Swimmer by day, DJ by night

Tarighi’s passions take her from pool to playlist


Tarighi gets ready to dive into her race at a dual meet against Cistercian

Alexandra Dassopoulos

Freestyling with her mixes and in the pool, junior Leila Tarighi is not only a rising DJ, but a talented swimmer, practicing more than 20 hours a week. This season, the swim team has adjusted to some changes, with 6 a.m. practice times at St. Mark’s and new coaching.

Personally, Tarighi has overcome some adversity of her own, as she’s struggled to distinguish herself from her swimming performance and times. She said these factors create a pressure on her perception of success in the sport, defining her as a swimmer. 

“You feel like your success in the sport is directly associated with your performance and the times that you put up,” Tarighi said. 

She has combatted this by focusing on her passion for the sport and why she swims.

“In reality, once you can be kind of emotionally mature and realize there’s a difference, I think that helps you like swimming more,” Tarighi said. “That makes you more motivated because you’re not as concerned with your performance. You’re more concerned about the actual action of swimming, and it keeps you grounded, in a sense.”

Although swimming is an individual sport, Tarighi said Hockaday emphasizes fostering a team, which has also helped her surmount these mental challenges.

“I think surrounding yourself with people you care about and who can remind you of why you love the sport also plays a huge role in staying motivated,” Tarighi said.

While reinforcing herself with support from team bonding, Tarighi’s role as a DJ has also come to the table.

Tarighi highlighted the team’s new plaid suit and “war paint-esque” Sharpie designs they make on each other, which have both built up confidence and unity for Varsity Swimming. However, she also emphasized that before meets, music in the locker rooms has been essential in fostering this close-knit team. 
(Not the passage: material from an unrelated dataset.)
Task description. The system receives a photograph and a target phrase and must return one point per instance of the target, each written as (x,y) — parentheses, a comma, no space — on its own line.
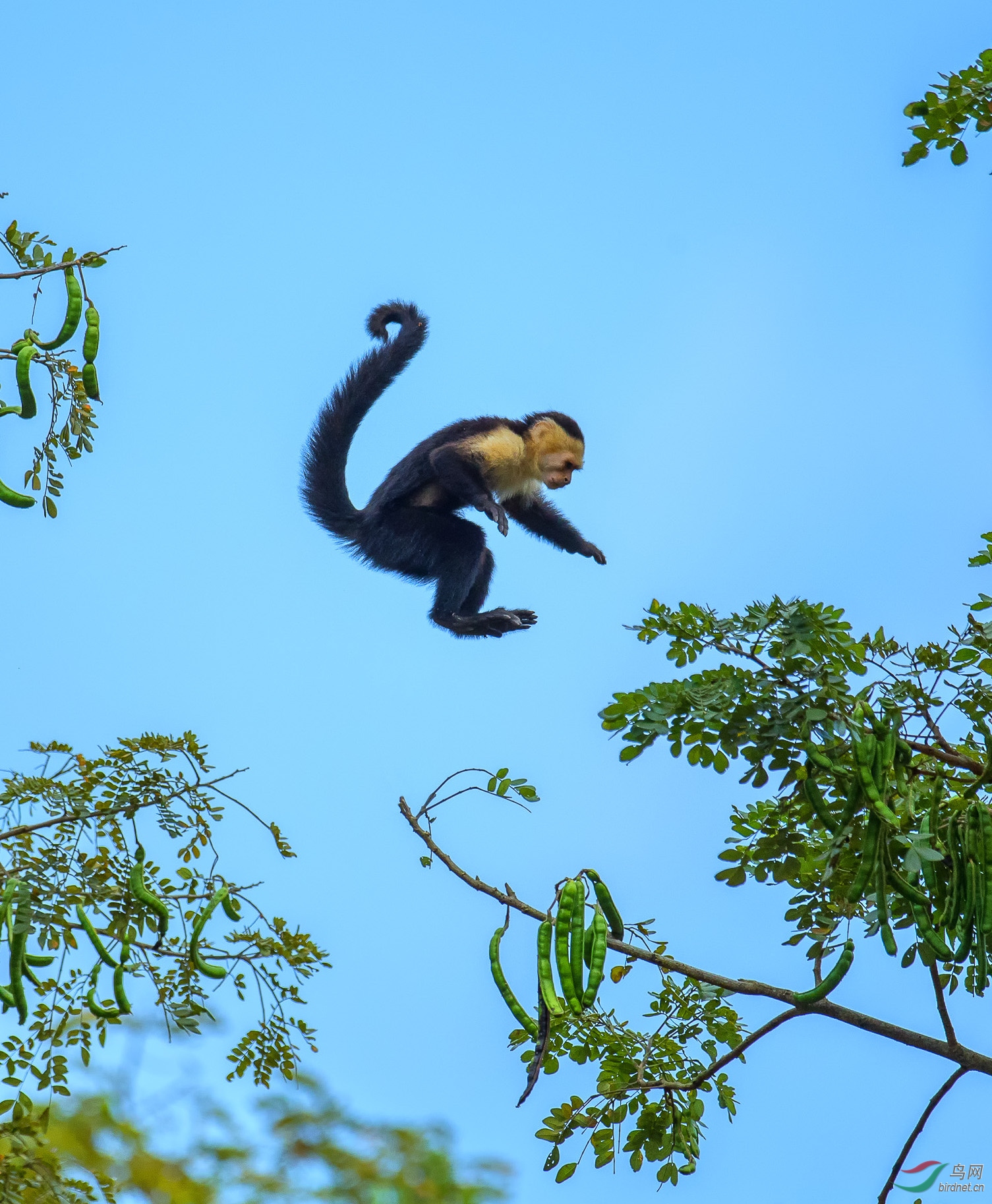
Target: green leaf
(916,152)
Taking on a leadership role, Tarighi has used her DJ skills for the team, hyping up the swimmers with her SoundCloud mixes and playlists. These musical talents have created an upbeat environment for the swimmers, in the midst of such an individualist and competitive sport. Tarighi has also discovered an unsuspected interplay between DJing and swimming. 

“Music is obviously a medium for curating vibe,” Tarighi said. “Being able to curate a vibe in a meet setting is an unlikely place, but it’s essential. Music has the ability to connect people, especially when they’re stressed – and swimming can be stressful.”

Not only does Tarighi’s passion for music create a relaxing environment before meets, but the two mindsets of a zoned-in swimmer and “chill” DJ can apply to each other.

“I think honestly, I perform better when I’m relaxed and I’m having fun,” Tarighi said. “Keeping that DJ mindset honestly works better for me and my performance. I also think that being able to DJ gives my brain the opportunity to kind of release some of the stress from zoning in during swim.” 

Yet Tarighi also translates her swimmer focus to DJing, particularly when transitioning songs.

“It’s nice to distinguish the two into separate activities because that allows me to switch between lenses more efficiently,” Tarighi said. “I have the toolbox for both, and I can, depending on the situation or the circumstance, be more surgical with my energy.”

Using this versatility, Tarighi has achieved many of her goals at meets. So far, she has placed first in almost every 100 meter breaststroke this season and dropped seconds off of her time with her club team. 

Focusing on technique, Tarighi said she also altered her pull outs, or her push from the wall, and improved her freestyle, which will be valuable during relays. She hopes to place in her SPC events, which include the 100 meter breaststroke and 200 meter individual relay.